After a moment of processing my response, there was nothing else I could do. I had to say what was on my mind. "Look...I understand that crap happens in the worst kind of timing and in the wrong circumstances. I get that. So...I know this might be hard, but I really think you guys should talk about this. I mean, when did this even happen?"

"Like, back in '80 or '81. Not sure, around there."

"Aw John, come on. That's like five years of you guys acting like this. Okay, you know what? You need to talk to Joey."

He sighed and rolled his eyes. "Angie-"

"Don't 'Angie' me. I'm serious, honey. This has to be resolved."

He didn't respond, just bit his nails.

"Will you at least think about it? Please?"

His eyes darted towards mine. It was almost as if they read guilt, but he just wasn't admitting it.

"Why cant you just tell him that you're sorry?" I put my hand on his cheek. "Hm? What's the harm in that? You know, I'm sure Joey'd appreciate it. He doesn't seem like the kind of guy to not accept it."

He shrugged. "'Kay, fine. I'll think about it."

The phone suddenly rang, and I got up to get it. "Hello?"

"Hey, uh, who's this?"

"Well who's this?"

"It's Mark, I'm calling for a guy named John. Do you happen to know 'im?"

"Oh. Marky?"

"Yeah, who's this?"

"It's me, Angela."

"Angela? Oh my gawd, damn! Really? What...how ya been?"

I laughed. "Good, and yourself?"

"Pretty good. Wait, but how did-"

"It's a long story, I can explain later. You want John now?"

"Sure, put 'im on the line."

I looked back at Johnny who was looking out the window. "Baby, it's for you." He walked up to the phone and took it from me.

"Yeah. Oh...oh hey Mark...what? Oh, shit. Really?" He sucked his teeth and rubbed the bridge of his nose. "Alright, alright yeah. Okay, fine. 'Kay, I'll let you know what time then." He hung up.

"Everything okay?"

"Angela...sweetie, I gotta leave tomorrow."

His words hit me like an unexpected slap. "What?

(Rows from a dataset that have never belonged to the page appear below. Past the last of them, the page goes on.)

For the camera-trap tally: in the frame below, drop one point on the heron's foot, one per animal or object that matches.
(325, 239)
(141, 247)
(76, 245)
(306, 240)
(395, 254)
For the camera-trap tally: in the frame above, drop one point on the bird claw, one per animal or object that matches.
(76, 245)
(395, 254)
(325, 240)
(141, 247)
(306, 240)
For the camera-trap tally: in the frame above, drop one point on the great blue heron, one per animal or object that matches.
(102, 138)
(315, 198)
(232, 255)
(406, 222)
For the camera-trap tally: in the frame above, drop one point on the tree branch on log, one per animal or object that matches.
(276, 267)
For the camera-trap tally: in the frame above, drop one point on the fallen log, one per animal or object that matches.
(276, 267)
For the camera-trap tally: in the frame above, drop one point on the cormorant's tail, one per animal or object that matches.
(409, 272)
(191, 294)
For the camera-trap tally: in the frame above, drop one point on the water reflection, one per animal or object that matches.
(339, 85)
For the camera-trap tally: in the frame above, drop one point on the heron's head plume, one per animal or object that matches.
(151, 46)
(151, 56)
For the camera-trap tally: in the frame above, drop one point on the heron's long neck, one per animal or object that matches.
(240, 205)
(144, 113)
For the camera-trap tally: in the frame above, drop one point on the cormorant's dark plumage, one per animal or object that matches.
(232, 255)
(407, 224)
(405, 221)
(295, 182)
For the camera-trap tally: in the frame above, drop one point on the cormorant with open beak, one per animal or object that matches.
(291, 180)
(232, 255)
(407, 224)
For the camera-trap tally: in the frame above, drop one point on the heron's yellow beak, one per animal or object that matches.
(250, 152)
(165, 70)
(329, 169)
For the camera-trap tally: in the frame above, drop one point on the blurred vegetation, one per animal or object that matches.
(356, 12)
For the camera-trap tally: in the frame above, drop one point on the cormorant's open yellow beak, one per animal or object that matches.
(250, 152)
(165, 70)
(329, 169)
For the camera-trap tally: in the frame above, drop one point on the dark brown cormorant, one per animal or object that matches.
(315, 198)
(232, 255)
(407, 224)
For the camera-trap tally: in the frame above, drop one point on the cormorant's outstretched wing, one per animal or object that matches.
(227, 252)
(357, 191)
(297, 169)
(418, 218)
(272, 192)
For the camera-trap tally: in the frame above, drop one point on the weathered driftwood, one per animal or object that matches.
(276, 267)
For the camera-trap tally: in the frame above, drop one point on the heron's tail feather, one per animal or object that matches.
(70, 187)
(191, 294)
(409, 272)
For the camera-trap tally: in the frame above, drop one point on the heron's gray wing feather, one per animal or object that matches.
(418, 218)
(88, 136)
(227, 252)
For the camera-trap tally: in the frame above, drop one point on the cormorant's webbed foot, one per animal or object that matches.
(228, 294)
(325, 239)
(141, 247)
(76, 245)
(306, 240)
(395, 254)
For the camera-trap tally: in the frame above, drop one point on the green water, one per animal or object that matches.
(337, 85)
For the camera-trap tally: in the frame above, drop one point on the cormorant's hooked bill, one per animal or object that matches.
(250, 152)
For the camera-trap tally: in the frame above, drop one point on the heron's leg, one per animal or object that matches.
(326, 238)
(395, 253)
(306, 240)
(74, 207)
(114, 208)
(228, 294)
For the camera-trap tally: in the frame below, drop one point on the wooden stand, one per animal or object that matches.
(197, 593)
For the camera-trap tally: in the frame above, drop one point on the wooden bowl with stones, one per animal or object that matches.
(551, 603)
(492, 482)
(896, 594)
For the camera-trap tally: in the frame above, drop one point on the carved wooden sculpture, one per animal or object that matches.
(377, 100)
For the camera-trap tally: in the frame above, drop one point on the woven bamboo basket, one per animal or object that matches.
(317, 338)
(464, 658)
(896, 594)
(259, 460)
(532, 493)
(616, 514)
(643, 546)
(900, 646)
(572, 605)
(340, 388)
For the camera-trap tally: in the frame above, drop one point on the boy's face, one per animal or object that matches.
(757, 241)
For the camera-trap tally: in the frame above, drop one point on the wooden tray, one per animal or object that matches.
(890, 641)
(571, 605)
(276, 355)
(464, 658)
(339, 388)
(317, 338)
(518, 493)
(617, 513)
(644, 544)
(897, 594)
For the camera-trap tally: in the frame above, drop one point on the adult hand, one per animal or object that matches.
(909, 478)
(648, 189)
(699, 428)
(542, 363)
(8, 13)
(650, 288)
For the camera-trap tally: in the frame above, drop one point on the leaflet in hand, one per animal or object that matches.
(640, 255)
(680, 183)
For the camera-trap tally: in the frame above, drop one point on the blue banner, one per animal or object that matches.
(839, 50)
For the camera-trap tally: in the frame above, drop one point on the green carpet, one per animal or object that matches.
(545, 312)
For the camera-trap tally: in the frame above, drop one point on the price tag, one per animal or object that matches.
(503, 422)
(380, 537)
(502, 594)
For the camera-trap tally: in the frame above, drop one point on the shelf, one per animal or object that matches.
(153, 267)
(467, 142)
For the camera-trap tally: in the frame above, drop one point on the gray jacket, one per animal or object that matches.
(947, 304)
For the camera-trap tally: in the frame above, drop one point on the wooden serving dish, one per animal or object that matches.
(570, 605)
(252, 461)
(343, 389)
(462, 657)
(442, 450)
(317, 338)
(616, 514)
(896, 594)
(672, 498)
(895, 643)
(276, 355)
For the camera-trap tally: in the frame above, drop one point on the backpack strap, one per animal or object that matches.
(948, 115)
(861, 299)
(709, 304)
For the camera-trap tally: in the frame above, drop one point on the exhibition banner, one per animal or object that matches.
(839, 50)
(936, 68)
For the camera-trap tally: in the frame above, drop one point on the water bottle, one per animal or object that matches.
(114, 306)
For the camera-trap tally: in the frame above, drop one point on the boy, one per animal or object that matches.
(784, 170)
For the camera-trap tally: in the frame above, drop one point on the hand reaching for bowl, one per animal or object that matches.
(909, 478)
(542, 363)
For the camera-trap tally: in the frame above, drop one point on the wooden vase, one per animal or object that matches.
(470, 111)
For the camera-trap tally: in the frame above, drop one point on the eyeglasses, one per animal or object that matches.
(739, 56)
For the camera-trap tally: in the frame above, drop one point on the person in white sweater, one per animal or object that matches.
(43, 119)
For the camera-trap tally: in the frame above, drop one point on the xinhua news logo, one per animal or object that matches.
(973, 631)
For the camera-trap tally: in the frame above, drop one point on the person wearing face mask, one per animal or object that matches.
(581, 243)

But, why?"

"Well Mark told me that we have to do a fanmeet in a couple of days, and were also gonna do a couple of interviews for some people."

That feeling started to come back to me. The feeling of when he left, and the life I lived without him. My heart began to beat faster, and it wasn't long before I went into a huge panic attack. The tears gradually formed. "No. Please..." I think he sensed the fear in my eyes, because he held me closer.

"Angela, babe I don't wanna leave you here by yourself. But ya gotta make a decision."

I broke down in that moment. I just couldn't think. My knees were about to give in, and Johnny caught me just in time.

"Okay, just calm down. Calm down." He kissed my forehead. I couldn't stop crying. "We're gonna talk about this okay? It's gonna be okay. I'm here." He rubbed my back, trying desperately to placate me. That was when my mom came through the front door looking surprised at the both of us. Goddamn, why was my life such a fucking movie...

FOOTNOTE: CBGB'S-Located in Manhattan, New York. First place the Ramones played in 1976.